Furthermore, Israel, led by Moses, passed through the Red Sea by faith. In Exodus chapter 14 Israel departs Egypt, and Pharaoh, along with his servants, turned hostile toward the Jews, Exodus 14:5. Pursuing them to the Red Sea, God parts the sea so that Israel could pass dry-shod while a great cloud parted Pharaoh’s army from the fleeing Jews. Like the blood of the Passover, this act of faith was individual, and demonstrated the heart of every person passing through it; they trusted that what God began, He would complete. Pharaoh and his entourage, however, did not have any faith.

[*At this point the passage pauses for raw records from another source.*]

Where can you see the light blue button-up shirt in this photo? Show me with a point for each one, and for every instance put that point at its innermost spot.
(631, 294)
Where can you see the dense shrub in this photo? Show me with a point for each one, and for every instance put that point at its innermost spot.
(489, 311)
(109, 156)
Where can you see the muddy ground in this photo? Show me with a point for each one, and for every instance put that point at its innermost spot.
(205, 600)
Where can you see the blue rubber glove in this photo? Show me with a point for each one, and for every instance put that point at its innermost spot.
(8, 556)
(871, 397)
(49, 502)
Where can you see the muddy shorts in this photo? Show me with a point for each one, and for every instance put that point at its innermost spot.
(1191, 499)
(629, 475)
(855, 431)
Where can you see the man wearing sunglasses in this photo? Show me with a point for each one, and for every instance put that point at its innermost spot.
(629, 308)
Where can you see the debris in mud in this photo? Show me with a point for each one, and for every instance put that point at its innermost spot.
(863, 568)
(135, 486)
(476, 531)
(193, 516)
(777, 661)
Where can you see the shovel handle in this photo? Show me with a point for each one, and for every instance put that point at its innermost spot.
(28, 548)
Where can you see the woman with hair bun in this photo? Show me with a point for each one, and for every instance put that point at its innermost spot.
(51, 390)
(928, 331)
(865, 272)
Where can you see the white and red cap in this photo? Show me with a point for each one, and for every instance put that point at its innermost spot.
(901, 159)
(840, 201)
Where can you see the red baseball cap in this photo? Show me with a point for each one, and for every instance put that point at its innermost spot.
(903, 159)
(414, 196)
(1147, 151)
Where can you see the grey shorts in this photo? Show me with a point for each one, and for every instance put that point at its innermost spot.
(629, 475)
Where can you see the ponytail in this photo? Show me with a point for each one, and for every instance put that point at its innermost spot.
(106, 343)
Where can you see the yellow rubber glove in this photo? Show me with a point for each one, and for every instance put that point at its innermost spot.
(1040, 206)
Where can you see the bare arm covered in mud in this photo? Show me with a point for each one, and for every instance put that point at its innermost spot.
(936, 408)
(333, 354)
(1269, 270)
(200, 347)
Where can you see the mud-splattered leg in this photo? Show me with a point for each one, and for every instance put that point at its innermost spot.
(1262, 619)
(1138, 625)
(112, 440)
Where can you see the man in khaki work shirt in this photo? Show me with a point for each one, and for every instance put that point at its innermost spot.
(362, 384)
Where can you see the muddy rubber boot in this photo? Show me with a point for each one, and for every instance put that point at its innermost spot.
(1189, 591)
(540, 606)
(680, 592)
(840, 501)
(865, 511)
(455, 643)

Having hardened his heart beyond recovery, Pharaoh was further hardened by God, elected to use as a vessel of God’s wrath for his own willful obstinacy, Romans 9:22. We read earlier in Hebrews 11:6 that, “without faith it is impossible to please God.” Pharaoh did not follow Israel because he believed; he followed because he desperately wanted to avenge himself and his wounded pride upon God by killing God’s people.

 

The Red Sea, translated in the Hebrew as, “yam suph,” literally means “Sea of Reeds,” or possibly, “Sea at the End.” Apparently it is never contextually translated Red Sea anywhere else in the Old Testament. This term was imported when the Septuagint, or the LXX was translated into the Greek, around 200 BC. We read, “And God led the people round by the way of the wilderness, to the Red Sea,” Exodus 13:18, LXX. The Jewish Tanakh, however, more accurately states, ”So God led the people roundabout, by way of the wilderness at the Sea of Reeds.” The Septuagint’s translation was picked up by Jerome for the Latin Vulgate, and likewise imported into the 1610 King James Version. While the NASB, usually very literal, retains Red Sea, it does offer in a footnote that the actual translation is Sea of Reeds. While the debate rages within Christendom about where the actual parting of the sea took place, it may well be impossible to accurately determine. We do know two things, determined from this verse. #1: the people under Moses walked through the sea dry-shod, by faith in the God that delivered them. #2: Pharaoh’s army, lacking reverential faith in Yahweh, was drowned in the sea. The theme James had woven in his epistle about faith apart from works being dead is everywhere manifest in this chapter. An academic faith that invades the head but leaves the heart vacant is no better than that shared by demons, James 2:19. Such faith—which is simply head knowledge that we refuse to live—cannot save, but it is more than enough to severely condemn its possessor, Mark 4:25, Luke 8:18.